Friday, March 04, 2016

A slippery slope indeed

When I was still trying to figure out how to get over bad news Like A Man, I remember a pretty funny story about our post-1990 post-Saba Saba politicians. Two of them had raised their voices at each other while in the National Assembly's debating chamber. As soon as the Speaker banged his gavel and released his inmates on recess, these two worthies decided to take their political disagreement to Parliament's lawn, where, if I am not mistaken, one of them bit the other "on the back" as one of the dailies breathlessly reported the event. This was the proverbial beginning of the slippery slope.

In 2007, at the height of that bitter election, two contenders from the volatile Mt Elgon came to blows, leaving the loser of that brawl in tears of rage. The winner of the brawl went on to win the election. Just last week, in the middle of a bitter internecine contest for the senatorial seat left vacant by Charles Keter as he finally sits his ass down in the Energy waziri's chair, a senior politician claimed another senior politician was uncircumcised, and two members of the same party, if not the same alliance, came to blows while awaiting a flight in the VIP lounge at Wilson Airport.

It used to be that for you to even consider yourself a leader of men, you had to have total command of your emotions, only letting lose when it suited you and benefitted you. Daniel Moi is a pastmaster of the poker face, but when he used to demonstrate a hint of anger, the whole country trembled. This new breed of political leaders do not understand the value of a cool head in hot circumstances, and many of them are ruled by their passions, like wild dogs or big cats or some similar volatile beast of the wild. They have become an embarassment.
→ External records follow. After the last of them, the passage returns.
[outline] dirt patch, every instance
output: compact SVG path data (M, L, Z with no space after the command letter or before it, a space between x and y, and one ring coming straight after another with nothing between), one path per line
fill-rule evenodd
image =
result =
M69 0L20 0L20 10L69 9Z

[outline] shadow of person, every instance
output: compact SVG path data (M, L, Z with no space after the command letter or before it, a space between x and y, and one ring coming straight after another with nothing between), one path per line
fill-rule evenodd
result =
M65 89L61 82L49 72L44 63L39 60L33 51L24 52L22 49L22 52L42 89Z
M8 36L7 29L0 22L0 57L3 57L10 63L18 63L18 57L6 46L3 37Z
No matter how much schooling one has undergone, it matters not when one is an elected representative. A well-travelled, knowledgeable and apparently erudite governor with a resume that had taken him to the highest levels of the private sector couldn't restrain himself in the face of provocative acts by a gauche hairdo with the wit of a tub of lard. He lost my respect the day he lost control and physically assaulted her then lied about it. Now that you have members of the parliamentary leadership exchanging blows in public with their challengers, I don't think we can rely too much on common sense and logic prevailing in this Parliament.

It explains the President's frustrations in the war on graft. Kanu's reign of graft inculcated a sense of invincibility among the eaters and their enablers. While Baba Moi kept a cool head at all times, he encouraged the basest instincts of his most ardent and loyal foot-soldiers. Mwai Kibaki didn't have Mr Moi's deft hand, and neither does Uhuru Kenyatta. Mr Kibaki used his Sphinx-like silence to terrify his acolytes into obedience, though that strategy barely worked if at all. Uhuru Kenyatta has attempted to deploy his anger and rage to corral his underlings; it has only brought him grief.
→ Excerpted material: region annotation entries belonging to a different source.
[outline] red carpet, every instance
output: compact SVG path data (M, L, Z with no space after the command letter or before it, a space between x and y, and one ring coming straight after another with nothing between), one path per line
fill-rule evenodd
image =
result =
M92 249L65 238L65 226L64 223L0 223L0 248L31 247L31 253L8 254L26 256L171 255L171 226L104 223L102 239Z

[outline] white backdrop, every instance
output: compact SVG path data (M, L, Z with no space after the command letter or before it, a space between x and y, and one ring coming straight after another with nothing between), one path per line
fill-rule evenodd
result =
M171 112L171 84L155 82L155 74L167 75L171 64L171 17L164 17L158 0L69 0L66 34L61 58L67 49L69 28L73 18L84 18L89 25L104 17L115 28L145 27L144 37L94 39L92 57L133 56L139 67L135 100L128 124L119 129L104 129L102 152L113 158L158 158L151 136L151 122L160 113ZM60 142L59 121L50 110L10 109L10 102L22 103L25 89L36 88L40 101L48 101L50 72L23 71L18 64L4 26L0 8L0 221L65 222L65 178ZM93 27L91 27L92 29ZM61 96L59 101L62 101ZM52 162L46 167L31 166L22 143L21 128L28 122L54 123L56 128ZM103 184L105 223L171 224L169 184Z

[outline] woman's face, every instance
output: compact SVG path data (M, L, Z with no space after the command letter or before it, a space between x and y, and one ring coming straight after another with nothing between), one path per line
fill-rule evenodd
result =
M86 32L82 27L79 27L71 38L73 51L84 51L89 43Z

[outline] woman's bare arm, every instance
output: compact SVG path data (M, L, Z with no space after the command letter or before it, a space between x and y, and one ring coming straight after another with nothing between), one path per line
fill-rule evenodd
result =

The passions loosed upon Parliament will not be tamed; there is no incentive to tame them. We have become a nation of the entertained. Nigerian movies will no longer do, not even as they raise their game in special effects and script-writing. We are no longer held in thrall by their complicated love-triangles-with-uchawi-in-the-mix stories. Political verbal and physical combat is what commands our attention, and the more vulgar the verbiage and more slapstick the physical combat, the more entertained we are. 
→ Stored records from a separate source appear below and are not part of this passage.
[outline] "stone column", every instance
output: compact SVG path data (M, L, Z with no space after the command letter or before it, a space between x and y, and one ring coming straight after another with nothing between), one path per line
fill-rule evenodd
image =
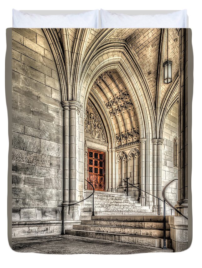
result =
M176 207L188 215L188 29L179 30L178 201Z
M141 139L140 142L140 189L141 191L140 193L140 201L142 205L145 205L146 199L146 194L143 191L145 190L145 175L146 175L146 156L145 147L146 145L146 139Z
M152 140L153 143L153 194L157 196L157 139L154 139ZM157 199L153 198L153 211L156 212L158 211L158 203Z
M108 192L111 192L112 177L111 167L111 149L107 149L108 154ZM107 170L106 169L106 170Z
M161 189L161 150L163 139L158 139L157 140L157 196L162 198ZM160 200L159 205L161 208L161 201ZM161 211L161 210L160 210Z
M62 102L64 111L64 194L62 205L70 200L70 109L69 101Z
M112 192L115 192L116 187L116 152L115 149L113 148L111 149L112 156Z
M69 102L70 117L70 204L78 201L79 188L78 121L80 104L75 101ZM79 219L78 205L70 207L70 216L73 220Z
The United States has the lunatic fringe of the GOP like Donald Trump, Ted Cruz, Marco Rubio and Ben Carson to keep them entertained while their retirement savings accounts are wiped out by sweetheart deals between big banks and the White House. Kenyans have their parliamentary leadership, a large dose of African software, a billion missing dollars and a fourth estate so somnambulant it is a wonder it hasn't sleepwalked its way into a fatal accident. When they say that we are on our own, these people are not fucking around about it.